Wire reports on Saturday quoted a source saying Young was being forced to sell his belongings.
But Troy Dolezal, Young’s attorney, said Saturday that no final judgment has been rendered on a lawsuit claiming the quarterback defaulted on a $1.7 million loan from New York firm Pro Player Funding, and that despite the wire report, constables merely inventoried Young’s possessions to set monetary values in advance of a possible public auction in case the judgment goes against him.
Dolezal told the American-Statesman that he tried unsuccessfully to file a temporary restraining order against the intrusion to value Young’s furniture, jewelry and art.
Dolezal has petitioned to have that judgment vacated, and the New York judge has not yet ruled after a February hearing on the matter, Dolezal said. Young contends he was duped into signing for the loan by his former financial adviser.
“This is still in controversy,” Dolezal said Saturday. “These people (Pro Player Funding attorneys) are the most unethical, guerrilla-attack lawyers I’ve met in 20 years. There is no auctioning off Vince’s assets. The judges still need to rule on this issue before they can look into his assets. There is no final judgment.
“It’s absolutely inaccurate to talk about Vince having to sell his property. This is just not true. We’re only partially through the process whether Vince may be responsible for this loan. We are at opposite ends, and the judge has not ruled about collection efforts.”

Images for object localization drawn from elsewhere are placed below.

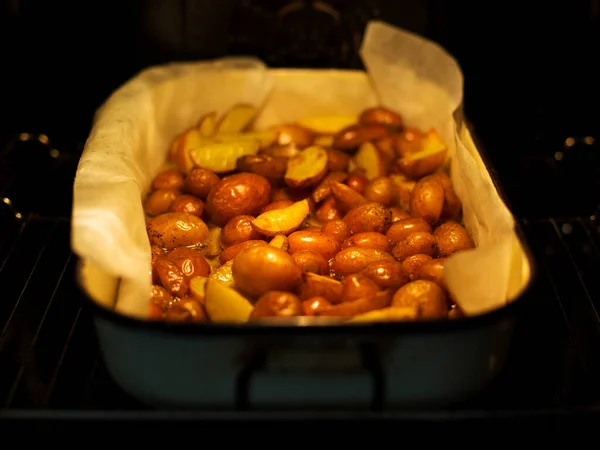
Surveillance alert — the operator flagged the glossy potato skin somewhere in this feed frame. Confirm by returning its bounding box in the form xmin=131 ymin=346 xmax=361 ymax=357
xmin=146 ymin=212 xmax=208 ymax=250
xmin=206 ymin=172 xmax=271 ymax=226
xmin=231 ymin=245 xmax=302 ymax=298
xmin=250 ymin=291 xmax=302 ymax=319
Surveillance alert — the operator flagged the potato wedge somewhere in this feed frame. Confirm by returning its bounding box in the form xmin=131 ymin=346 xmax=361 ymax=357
xmin=204 ymin=279 xmax=254 ymax=323
xmin=353 ymin=142 xmax=387 ymax=180
xmin=189 ymin=139 xmax=260 ymax=173
xmin=217 ymin=104 xmax=258 ymax=134
xmin=284 ymin=145 xmax=328 ymax=188
xmin=173 ymin=128 xmax=206 ymax=173
xmin=346 ymin=306 xmax=419 ymax=323
xmin=296 ymin=115 xmax=358 ymax=135
xmin=196 ymin=111 xmax=217 ymax=137
xmin=210 ymin=260 xmax=235 ymax=288
xmin=252 ymin=199 xmax=310 ymax=236
xmin=190 ymin=277 xmax=208 ymax=303
xmin=396 ymin=130 xmax=448 ymax=179
xmin=269 ymin=234 xmax=290 ymax=252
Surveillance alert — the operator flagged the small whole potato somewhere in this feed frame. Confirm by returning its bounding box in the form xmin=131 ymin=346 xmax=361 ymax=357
xmin=416 ymin=258 xmax=446 ymax=286
xmin=169 ymin=195 xmax=204 ymax=217
xmin=359 ymin=259 xmax=410 ymax=289
xmin=402 ymin=253 xmax=432 ymax=280
xmin=392 ymin=231 xmax=438 ymax=262
xmin=385 ymin=217 xmax=432 ymax=243
xmin=392 ymin=280 xmax=448 ymax=319
xmin=221 ymin=214 xmax=264 ymax=247
xmin=156 ymin=259 xmax=190 ymax=297
xmin=292 ymin=250 xmax=329 ymax=275
xmin=342 ymin=274 xmax=379 ymax=302
xmin=184 ymin=167 xmax=219 ymax=200
xmin=321 ymin=219 xmax=350 ymax=244
xmin=315 ymin=197 xmax=345 ymax=224
xmin=358 ymin=106 xmax=402 ymax=128
xmin=231 ymin=245 xmax=302 ymax=298
xmin=331 ymin=247 xmax=393 ymax=277
xmin=152 ymin=169 xmax=184 ymax=191
xmin=165 ymin=297 xmax=208 ymax=322
xmin=144 ymin=189 xmax=179 ymax=216
xmin=410 ymin=178 xmax=444 ymax=225
xmin=206 ymin=172 xmax=271 ymax=226
xmin=165 ymin=247 xmax=210 ymax=281
xmin=344 ymin=203 xmax=392 ymax=233
xmin=146 ymin=213 xmax=208 ymax=250
xmin=363 ymin=177 xmax=394 ymax=206
xmin=219 ymin=239 xmax=267 ymax=264
xmin=388 ymin=206 xmax=410 ymax=222
xmin=341 ymin=231 xmax=392 ymax=253
xmin=250 ymin=291 xmax=302 ymax=319
xmin=433 ymin=220 xmax=475 ymax=256
xmin=288 ymin=230 xmax=340 ymax=261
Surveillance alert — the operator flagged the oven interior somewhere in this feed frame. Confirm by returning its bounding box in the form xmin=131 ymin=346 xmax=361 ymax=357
xmin=0 ymin=0 xmax=600 ymax=428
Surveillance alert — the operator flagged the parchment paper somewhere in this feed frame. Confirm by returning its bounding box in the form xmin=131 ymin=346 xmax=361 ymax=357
xmin=72 ymin=22 xmax=515 ymax=317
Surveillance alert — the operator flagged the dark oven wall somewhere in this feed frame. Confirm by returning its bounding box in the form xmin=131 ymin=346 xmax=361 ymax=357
xmin=0 ymin=0 xmax=600 ymax=158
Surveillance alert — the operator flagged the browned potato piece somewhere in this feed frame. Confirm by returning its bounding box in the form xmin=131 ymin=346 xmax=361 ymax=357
xmin=312 ymin=172 xmax=348 ymax=203
xmin=416 ymin=258 xmax=446 ymax=286
xmin=236 ymin=155 xmax=288 ymax=180
xmin=221 ymin=214 xmax=263 ymax=247
xmin=150 ymin=285 xmax=173 ymax=311
xmin=315 ymin=290 xmax=392 ymax=317
xmin=392 ymin=280 xmax=448 ymax=319
xmin=388 ymin=206 xmax=410 ymax=222
xmin=252 ymin=199 xmax=310 ymax=236
xmin=427 ymin=172 xmax=462 ymax=219
xmin=250 ymin=291 xmax=302 ymax=319
xmin=341 ymin=231 xmax=392 ymax=253
xmin=333 ymin=123 xmax=389 ymax=150
xmin=292 ymin=250 xmax=329 ymax=275
xmin=342 ymin=274 xmax=379 ymax=302
xmin=284 ymin=145 xmax=328 ymax=188
xmin=169 ymin=195 xmax=204 ymax=217
xmin=288 ymin=230 xmax=340 ymax=261
xmin=363 ymin=177 xmax=394 ymax=206
xmin=144 ymin=189 xmax=179 ymax=216
xmin=433 ymin=220 xmax=475 ymax=256
xmin=321 ymin=219 xmax=350 ymax=244
xmin=165 ymin=297 xmax=208 ymax=322
xmin=185 ymin=167 xmax=219 ymax=200
xmin=346 ymin=171 xmax=369 ymax=195
xmin=272 ymin=123 xmax=315 ymax=148
xmin=344 ymin=203 xmax=392 ymax=233
xmin=359 ymin=259 xmax=410 ymax=289
xmin=331 ymin=183 xmax=367 ymax=213
xmin=392 ymin=231 xmax=438 ymax=262
xmin=165 ymin=247 xmax=210 ymax=281
xmin=385 ymin=217 xmax=432 ymax=243
xmin=300 ymin=272 xmax=343 ymax=304
xmin=302 ymin=297 xmax=331 ymax=316
xmin=231 ymin=245 xmax=302 ymax=297
xmin=219 ymin=240 xmax=267 ymax=264
xmin=146 ymin=213 xmax=208 ymax=250
xmin=315 ymin=197 xmax=342 ymax=223
xmin=152 ymin=169 xmax=183 ymax=191
xmin=410 ymin=179 xmax=444 ymax=225
xmin=358 ymin=106 xmax=402 ymax=128
xmin=331 ymin=247 xmax=393 ymax=277
xmin=206 ymin=172 xmax=271 ymax=226
xmin=327 ymin=148 xmax=350 ymax=172
xmin=156 ymin=259 xmax=190 ymax=297
xmin=402 ymin=253 xmax=432 ymax=280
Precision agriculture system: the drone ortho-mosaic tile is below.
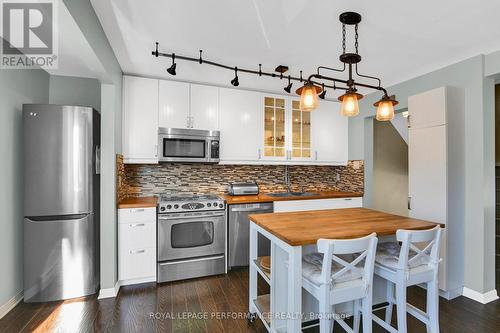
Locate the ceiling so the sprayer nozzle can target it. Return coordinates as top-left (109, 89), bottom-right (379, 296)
top-left (91, 0), bottom-right (500, 97)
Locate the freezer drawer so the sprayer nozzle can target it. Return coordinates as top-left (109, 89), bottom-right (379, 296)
top-left (158, 254), bottom-right (226, 282)
top-left (24, 214), bottom-right (98, 303)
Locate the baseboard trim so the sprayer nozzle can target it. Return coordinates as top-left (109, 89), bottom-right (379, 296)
top-left (462, 287), bottom-right (498, 304)
top-left (97, 281), bottom-right (120, 299)
top-left (0, 291), bottom-right (24, 319)
top-left (118, 276), bottom-right (156, 287)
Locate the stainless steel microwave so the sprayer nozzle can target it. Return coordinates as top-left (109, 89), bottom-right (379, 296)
top-left (158, 127), bottom-right (220, 163)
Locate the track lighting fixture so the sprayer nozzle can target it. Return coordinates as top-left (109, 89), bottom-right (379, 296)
top-left (167, 53), bottom-right (177, 75)
top-left (296, 82), bottom-right (321, 111)
top-left (318, 83), bottom-right (326, 99)
top-left (152, 12), bottom-right (398, 121)
top-left (231, 67), bottom-right (240, 87)
top-left (283, 75), bottom-right (293, 93)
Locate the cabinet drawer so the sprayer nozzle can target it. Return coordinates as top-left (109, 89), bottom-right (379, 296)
top-left (274, 198), bottom-right (363, 213)
top-left (118, 222), bottom-right (156, 250)
top-left (118, 207), bottom-right (156, 223)
top-left (118, 247), bottom-right (156, 280)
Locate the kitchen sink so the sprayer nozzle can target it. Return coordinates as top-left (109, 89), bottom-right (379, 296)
top-left (268, 192), bottom-right (318, 198)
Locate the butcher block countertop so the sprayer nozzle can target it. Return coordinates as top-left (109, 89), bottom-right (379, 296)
top-left (222, 191), bottom-right (363, 205)
top-left (118, 196), bottom-right (158, 208)
top-left (249, 208), bottom-right (444, 246)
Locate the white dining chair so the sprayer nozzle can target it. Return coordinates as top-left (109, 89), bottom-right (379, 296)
top-left (373, 226), bottom-right (441, 333)
top-left (302, 233), bottom-right (377, 333)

An attorney for Pro Player Funding told KHOU television in Houston that the firm was within its rights to pursue this course of action to recover the money it says Young owes.
The wire report that appeared in Saturday’s American-Statesman said the court judgment permits Young an exemption to keep $60,000 of his personal belongings, but Dolezal said that would simply be the case if there was a final judgment against Young.
Dolezal contends that Young merely signed three pieces of paper on a 45-page document in front of a Houston notary in May 2011 but never received more than $100,000 of the loan. Dolezal contends that $650,000 went to Pro Player Funding for putting the deal together and $1.1 million went to Young’s North Carolina-based former financial adviser, Ron Peoples.
“They have zero proof that Vince ever got a dime of that money other than $100,000,” Dolezal said. “The rest of the $1 million goes off in space.”
Young, who turned 30 in May, has been trying to restart his NFL career after getting cut by the Buffalo Bills a year ago. He has not signed with any team. His original contract with the Tennessee Titans in 2006 guaranteed him $26 million.